2.6. Biochemical Analyses

Intestinal tissues were homogenized in phosphate-buffered saline using homogenizer (T-25 basic homogenizer, Ultra-Turrax, IKA-Werke, Wilmington, NC, USA) for 20–40 s and centrifuged at 12,000× g for 20 min at 4 °C, with the supernatant collected for cytokine analysis. The levels of NF-kB and IL-1β in the intestinal tissues were measured using enzyme-linked immunosorbent assay (ELISA) kits, following the manufacturer’s instructions (Cusabio, Houston, TX, USA). These kits utilize the double-antibody sandwich method to quantify inflammatory factors in 100 μL samples. Absorbance was measured at 450 nm using a microplate reader (Molecular Devices, San Jose, CA, USA).

2.7. Statistical Analyses

Statistical analyses were conducted using StatView v.5.0.1 (SAS Institute Inc., Cary, NC, USA). Group comparisons were performed using one-way analysis of variance (one-way ANOVA), followed by Tukey’s Honestly Significant Difference (HSD) post hoc test to compare means. The data were normally distributed and exhibit homogeneous variances across the groups according to the Levene’s test, respectively. Results are presented as the mean ± standard deviation. Statistical significance was defined as * p < 0.05, ** p < 0.01, and *** p < 0.001.

3. Results and Discussion

3.1. Nutritional Composition of U. pertusa

The nutritional composition of U. pertusa was comprehensively investigated, which revealed a moisture, carbohydrate, crude protein, crude fat, crude fiber, and ash content of 9.42, 48.85, 17.15, 1.33, 3.96, and 19.3%, respectively (Table 1). The high carbohydrate content in U. pertusa can be ascribed to the presence of intricate polysaccharides including fucoxanthin, galacturonic acid, and dietary fiber. We have previously reported 36.23% galacturonic acid content in U. pertusa [23]. Galacturonic acid, a key component of pectin, has various physiological benefits, including the alleviation of constipation, modulation of microbial composition, and regulation of cholesterol level [26].

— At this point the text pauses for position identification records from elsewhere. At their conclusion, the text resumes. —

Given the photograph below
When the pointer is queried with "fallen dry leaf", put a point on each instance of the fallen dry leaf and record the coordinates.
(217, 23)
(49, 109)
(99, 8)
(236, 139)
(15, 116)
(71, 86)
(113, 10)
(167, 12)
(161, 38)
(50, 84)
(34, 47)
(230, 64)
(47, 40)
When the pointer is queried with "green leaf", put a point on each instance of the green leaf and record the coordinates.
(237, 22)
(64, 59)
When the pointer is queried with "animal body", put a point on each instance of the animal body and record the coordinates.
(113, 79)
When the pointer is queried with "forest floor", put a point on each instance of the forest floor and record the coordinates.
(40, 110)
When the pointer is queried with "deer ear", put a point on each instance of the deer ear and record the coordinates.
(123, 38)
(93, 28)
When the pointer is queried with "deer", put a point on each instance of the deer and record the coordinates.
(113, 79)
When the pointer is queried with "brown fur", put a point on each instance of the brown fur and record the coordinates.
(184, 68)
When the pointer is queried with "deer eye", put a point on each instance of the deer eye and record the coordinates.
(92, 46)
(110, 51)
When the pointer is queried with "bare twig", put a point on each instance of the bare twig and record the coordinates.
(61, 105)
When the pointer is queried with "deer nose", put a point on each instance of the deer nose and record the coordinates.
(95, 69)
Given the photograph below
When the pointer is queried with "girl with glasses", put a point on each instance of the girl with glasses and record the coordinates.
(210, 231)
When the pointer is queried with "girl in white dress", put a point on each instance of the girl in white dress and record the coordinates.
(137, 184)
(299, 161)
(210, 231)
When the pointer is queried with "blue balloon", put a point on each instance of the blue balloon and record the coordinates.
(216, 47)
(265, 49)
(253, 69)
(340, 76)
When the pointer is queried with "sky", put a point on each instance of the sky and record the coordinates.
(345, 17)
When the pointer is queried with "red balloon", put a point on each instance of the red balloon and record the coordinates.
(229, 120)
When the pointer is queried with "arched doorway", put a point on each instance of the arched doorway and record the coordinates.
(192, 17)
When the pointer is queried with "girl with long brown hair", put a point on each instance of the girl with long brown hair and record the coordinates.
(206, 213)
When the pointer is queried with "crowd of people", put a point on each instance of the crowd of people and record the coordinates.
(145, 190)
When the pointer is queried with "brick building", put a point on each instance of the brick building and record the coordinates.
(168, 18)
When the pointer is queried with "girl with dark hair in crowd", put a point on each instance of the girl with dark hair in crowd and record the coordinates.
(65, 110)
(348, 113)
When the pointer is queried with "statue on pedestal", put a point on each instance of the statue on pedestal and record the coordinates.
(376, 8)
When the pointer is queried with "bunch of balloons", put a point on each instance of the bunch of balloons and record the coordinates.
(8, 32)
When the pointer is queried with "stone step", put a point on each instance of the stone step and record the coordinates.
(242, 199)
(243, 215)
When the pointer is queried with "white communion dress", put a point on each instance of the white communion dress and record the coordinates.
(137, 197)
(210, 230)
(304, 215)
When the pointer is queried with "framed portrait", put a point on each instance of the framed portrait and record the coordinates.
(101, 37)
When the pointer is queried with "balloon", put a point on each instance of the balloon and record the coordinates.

Recently, it has been reported that U. pertusa polysaccharide (UPP) prevents inflammatory bowel disease (IBD) in mice with dextran sulfate sodium (DSS)-induced ulcerative colitis (UC). Notably, UPP improved gut microbiota via regulating lactobacillus and short-chain fatty acid [27]. Considering the research findings reported above, the components of U. pertusa extract may have potential for improving constipation.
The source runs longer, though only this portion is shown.